É claro, a publicidade só
pode neutralizar as palavras porque as escolas não garantem mais
uma formação cultural. Poucas pessoas têm o costume
de recorrer a dicionários para descobrir o que estão dizendo
e a leitura é um hábito substituído pelas idas à
academia. No limite, ninguém mais vai saber do que os outros estão
falando em um vocabulário com pouco mais de cem palavras. Aí
está o perigo da perda de significado das palavras.

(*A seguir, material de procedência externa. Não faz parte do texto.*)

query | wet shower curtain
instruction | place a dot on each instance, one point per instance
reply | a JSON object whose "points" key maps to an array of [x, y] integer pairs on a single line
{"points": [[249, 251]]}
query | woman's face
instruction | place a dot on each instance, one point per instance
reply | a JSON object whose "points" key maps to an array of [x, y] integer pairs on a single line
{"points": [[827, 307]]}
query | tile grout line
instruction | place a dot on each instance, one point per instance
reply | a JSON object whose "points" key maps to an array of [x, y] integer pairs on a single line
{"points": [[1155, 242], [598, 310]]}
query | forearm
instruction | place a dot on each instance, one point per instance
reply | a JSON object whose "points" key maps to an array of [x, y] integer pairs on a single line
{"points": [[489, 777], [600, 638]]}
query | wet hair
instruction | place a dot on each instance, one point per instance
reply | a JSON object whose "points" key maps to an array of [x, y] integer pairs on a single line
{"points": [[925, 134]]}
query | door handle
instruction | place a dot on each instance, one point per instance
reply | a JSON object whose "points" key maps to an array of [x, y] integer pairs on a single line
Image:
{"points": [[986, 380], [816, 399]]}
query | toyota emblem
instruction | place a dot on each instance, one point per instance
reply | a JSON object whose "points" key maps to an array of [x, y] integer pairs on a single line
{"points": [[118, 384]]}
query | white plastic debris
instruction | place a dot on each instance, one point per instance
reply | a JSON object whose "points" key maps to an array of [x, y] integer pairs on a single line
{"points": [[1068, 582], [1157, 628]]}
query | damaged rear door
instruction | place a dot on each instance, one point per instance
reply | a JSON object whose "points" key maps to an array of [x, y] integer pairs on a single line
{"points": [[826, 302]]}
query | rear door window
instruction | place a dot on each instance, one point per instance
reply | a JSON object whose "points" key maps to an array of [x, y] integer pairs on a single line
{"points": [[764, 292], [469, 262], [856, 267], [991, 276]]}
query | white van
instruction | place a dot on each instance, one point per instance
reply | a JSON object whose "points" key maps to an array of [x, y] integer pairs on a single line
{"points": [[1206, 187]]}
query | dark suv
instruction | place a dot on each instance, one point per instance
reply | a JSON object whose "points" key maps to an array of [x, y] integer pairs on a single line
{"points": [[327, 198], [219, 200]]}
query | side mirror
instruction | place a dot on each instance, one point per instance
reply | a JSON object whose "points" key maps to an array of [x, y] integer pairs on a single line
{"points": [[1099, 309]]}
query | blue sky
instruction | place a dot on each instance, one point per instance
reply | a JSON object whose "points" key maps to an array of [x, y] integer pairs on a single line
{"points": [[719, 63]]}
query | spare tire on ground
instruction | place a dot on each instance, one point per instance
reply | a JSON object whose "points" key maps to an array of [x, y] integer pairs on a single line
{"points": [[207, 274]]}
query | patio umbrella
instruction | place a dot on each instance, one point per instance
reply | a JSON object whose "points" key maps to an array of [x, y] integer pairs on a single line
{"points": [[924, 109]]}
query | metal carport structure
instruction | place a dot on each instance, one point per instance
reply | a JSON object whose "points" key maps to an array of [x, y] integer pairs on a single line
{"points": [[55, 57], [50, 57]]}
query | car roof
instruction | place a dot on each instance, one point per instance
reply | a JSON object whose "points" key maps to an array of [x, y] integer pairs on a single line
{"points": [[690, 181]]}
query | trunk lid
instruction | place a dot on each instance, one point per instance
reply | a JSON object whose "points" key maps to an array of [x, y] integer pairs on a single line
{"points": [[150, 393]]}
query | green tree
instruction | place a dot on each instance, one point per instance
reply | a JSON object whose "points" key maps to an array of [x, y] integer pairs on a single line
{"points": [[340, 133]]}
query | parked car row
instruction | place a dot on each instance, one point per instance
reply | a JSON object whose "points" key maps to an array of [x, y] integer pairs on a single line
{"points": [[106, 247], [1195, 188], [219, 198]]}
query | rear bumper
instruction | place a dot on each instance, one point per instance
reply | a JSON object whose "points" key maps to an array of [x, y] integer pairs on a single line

O psiquiatra porto-alegrense, Guido
Rojas, costuma dizer que a psicologia vai terminar na lingüística,
porque no fundo todos os problemas psicológicos são devidos
a erros na comunicação inter ou intrapessoal. A capacidade
de falar distingue o ser humano dos outros animais e foi o que permitiu
o desenvolvimento tecnológico, social, filosófico. A palavra
permite ao homem transformar seus pensamentos e sentimentos – que em geral
já são expressos em palavras – em uma forma que outros homens
compreendam. Mesmo quando todos envolvidos têm intimidade com o dicionário,
gestos, entonação e outros complementos comunicacionais podem
levar a erros de interpretação. Isto porque a palavra é
a transposição da transposição de um pensamento/sentimento,
gerando o efeito telefone-sem-fio. Imagine-se as catástrofes que
ocorrem quando as pessoas que tentam se comunicar não têm
uma boa formação cultural. Wittgenstein escreveu que "os
limites de meu mundo são os limites de minha linguagem". Somente
as coisas que podemos nomear existem, entre elas, sentimentos.
Não é à toa que
na África a palavra é sagrada. Os nativos a utilizam muito
pouco, justamente porque acreditam que ela tem enorme poder e o perde com
o uso banal. Falam apenas o estritamente necessário e escolhem muito
bem os termos. Na civilização, todos os dias cai sobre nós
um enorme dilúvio de frases. A maior parte delas, idiota e inútil,
não comunica nada importante e termina por cair no vazio. O resultado
é um tipo de anestesia vocabular, que nos faz deixar inclusive de
prestar atenção às palavras. Com imagens ocorre a
mesma coisa. Para usar um exemplo clichê, ninguém mais fica
surpreso ou indignado ao ver um mendigo dormindo no chão durante
o inverno.
O medo de que daqui a alguns anos
percamos a capacidade de nos comunicar decentemente não é
infundado. Um pesquisador norte-americano inventou um emulador de discurso
pós-moderno, que mistura expressões comuns de pensadores
do gênero e forma um artigo aparentemente denso, mas que na verdade
não significa absolutamente nada. Quem presta atenção
às letras de pagodes e bailes funk já sabe que elas não
comunicam mais, apesar de todas utilizarem palavras de significado rico
e poderoso, como “saudades”, “amor”, “raiva”. Mas talvez o fim do discurso
não seja de todo mau. Pensando bem, as pessoas raramente têm
algo que preste a dizer.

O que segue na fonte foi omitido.